The study Eagle conducted was, in a word, unusual: creating an on-the-spot, randomized test of patients experiencing hyperthermia during 2015’s Hajj pilgrimage in Saudi Arabia. Thirty-four patients received either the standard of care (SOC)—cold water immersion and other treatments—or SOC plus Ryanodex. Outcomes were measured by a protocol known as the Glasgow Coma Scale, which measures neurological impairment, at set times following treatment. Patients given Ryanodex showed significant improvement as compared to SOC, says Eagle, which will present detailed results to FDA in the near future.

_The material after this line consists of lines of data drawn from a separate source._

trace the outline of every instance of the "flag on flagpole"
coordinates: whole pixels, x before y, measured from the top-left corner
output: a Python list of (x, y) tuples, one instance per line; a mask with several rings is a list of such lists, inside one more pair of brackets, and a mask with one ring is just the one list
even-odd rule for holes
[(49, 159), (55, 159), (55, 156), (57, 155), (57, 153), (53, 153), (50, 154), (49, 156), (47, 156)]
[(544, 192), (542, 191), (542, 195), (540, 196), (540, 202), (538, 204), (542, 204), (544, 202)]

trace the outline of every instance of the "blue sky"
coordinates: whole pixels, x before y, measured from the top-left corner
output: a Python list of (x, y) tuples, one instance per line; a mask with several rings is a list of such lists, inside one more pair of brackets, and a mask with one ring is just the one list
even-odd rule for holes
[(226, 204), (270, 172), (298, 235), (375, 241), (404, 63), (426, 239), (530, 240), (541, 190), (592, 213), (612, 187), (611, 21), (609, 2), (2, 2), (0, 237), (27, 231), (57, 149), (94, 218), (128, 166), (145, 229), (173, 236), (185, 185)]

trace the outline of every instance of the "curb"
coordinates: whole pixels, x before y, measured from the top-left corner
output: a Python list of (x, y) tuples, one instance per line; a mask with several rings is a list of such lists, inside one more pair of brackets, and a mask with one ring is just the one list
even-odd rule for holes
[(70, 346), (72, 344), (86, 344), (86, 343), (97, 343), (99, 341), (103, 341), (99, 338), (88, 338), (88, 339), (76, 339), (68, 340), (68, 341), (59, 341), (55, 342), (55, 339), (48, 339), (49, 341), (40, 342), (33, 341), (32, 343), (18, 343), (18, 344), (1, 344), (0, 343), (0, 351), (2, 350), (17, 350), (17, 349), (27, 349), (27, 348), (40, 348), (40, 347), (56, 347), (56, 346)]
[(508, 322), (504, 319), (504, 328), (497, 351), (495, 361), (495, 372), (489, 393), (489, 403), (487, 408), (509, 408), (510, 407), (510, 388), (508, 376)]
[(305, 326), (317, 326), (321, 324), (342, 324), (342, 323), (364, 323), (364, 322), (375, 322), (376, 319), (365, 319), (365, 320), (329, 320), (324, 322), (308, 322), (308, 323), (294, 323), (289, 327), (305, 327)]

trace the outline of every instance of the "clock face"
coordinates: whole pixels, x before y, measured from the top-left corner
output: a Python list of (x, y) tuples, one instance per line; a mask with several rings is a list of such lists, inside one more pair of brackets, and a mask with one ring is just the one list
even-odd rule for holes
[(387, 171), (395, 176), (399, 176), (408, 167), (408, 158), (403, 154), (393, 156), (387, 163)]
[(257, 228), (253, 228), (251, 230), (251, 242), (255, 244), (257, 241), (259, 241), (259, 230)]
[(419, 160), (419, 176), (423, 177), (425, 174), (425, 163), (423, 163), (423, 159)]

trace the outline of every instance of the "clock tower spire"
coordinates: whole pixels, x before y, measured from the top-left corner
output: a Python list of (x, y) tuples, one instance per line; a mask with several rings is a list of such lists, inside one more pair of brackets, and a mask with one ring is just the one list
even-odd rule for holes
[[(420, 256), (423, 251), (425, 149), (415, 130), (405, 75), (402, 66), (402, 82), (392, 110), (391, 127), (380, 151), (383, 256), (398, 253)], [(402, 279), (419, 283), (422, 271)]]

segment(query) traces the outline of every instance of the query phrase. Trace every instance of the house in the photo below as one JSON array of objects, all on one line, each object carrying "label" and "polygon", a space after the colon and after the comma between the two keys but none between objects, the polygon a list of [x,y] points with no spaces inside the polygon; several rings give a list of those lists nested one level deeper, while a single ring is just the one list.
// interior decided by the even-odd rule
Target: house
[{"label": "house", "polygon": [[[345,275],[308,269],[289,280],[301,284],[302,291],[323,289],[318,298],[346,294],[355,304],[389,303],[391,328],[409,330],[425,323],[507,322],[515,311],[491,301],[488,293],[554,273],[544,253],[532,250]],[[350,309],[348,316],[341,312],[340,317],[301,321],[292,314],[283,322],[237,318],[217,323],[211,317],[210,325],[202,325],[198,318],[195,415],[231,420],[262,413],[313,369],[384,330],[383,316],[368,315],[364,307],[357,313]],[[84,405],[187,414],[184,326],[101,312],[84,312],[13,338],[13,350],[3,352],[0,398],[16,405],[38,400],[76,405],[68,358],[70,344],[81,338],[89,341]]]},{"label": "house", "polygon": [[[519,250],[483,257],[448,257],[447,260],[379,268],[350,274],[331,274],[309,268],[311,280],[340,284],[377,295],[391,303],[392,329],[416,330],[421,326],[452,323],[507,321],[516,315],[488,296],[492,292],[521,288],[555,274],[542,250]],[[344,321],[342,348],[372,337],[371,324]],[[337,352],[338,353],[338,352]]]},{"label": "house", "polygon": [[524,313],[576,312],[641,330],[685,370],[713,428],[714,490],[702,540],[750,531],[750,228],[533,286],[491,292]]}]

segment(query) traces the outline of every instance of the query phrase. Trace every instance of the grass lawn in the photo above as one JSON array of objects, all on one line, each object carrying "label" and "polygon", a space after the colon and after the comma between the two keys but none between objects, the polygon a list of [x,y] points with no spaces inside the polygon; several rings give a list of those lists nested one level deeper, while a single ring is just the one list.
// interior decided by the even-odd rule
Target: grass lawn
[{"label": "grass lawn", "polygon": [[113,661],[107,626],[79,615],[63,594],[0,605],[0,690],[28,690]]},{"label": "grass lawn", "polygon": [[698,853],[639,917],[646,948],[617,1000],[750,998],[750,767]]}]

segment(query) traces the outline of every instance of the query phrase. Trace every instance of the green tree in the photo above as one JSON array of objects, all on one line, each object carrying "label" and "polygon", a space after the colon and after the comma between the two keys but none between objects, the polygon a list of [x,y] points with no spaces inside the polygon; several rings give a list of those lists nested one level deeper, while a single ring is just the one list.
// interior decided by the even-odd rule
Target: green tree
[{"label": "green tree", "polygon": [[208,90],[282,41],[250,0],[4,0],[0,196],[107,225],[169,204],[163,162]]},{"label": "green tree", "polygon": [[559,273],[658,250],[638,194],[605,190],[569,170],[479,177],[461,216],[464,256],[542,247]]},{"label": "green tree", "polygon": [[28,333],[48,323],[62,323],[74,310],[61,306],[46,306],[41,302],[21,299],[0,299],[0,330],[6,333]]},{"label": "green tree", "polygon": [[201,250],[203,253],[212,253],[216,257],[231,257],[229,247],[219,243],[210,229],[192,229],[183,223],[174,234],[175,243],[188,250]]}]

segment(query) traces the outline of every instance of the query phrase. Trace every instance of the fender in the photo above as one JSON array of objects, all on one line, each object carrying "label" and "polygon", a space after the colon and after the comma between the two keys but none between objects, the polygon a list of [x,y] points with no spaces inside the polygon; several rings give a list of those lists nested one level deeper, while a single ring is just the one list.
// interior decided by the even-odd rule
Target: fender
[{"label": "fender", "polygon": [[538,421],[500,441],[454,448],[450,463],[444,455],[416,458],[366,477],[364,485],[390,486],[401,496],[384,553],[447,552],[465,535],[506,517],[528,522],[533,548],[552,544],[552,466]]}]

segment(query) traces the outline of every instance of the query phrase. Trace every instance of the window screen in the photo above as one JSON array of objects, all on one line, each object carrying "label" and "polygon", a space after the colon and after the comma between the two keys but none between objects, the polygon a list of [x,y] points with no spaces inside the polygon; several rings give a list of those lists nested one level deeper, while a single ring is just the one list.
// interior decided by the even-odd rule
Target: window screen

Tarriff says that Eagle’s business model is to use the 5050(b)(2) pathway generally for injectable products, where “commercial gaps” are found in how drugs are dispensed or administered. “Big Pharma walked away from these disease states because they are usually not blockbuster opportunities,” he says. “With our in-house formulation expertise, and by licensing appropriate technologies (such as the NanoCrystal fine-particle process, originated by Elan and now owned by Alkermes, which is being used in the Ryanodex reformulation), we can satisfy unmet medical needs.” Wall Street seems to agree: since the beginning of 2015, the company’s stock has risen nearly sevenfold.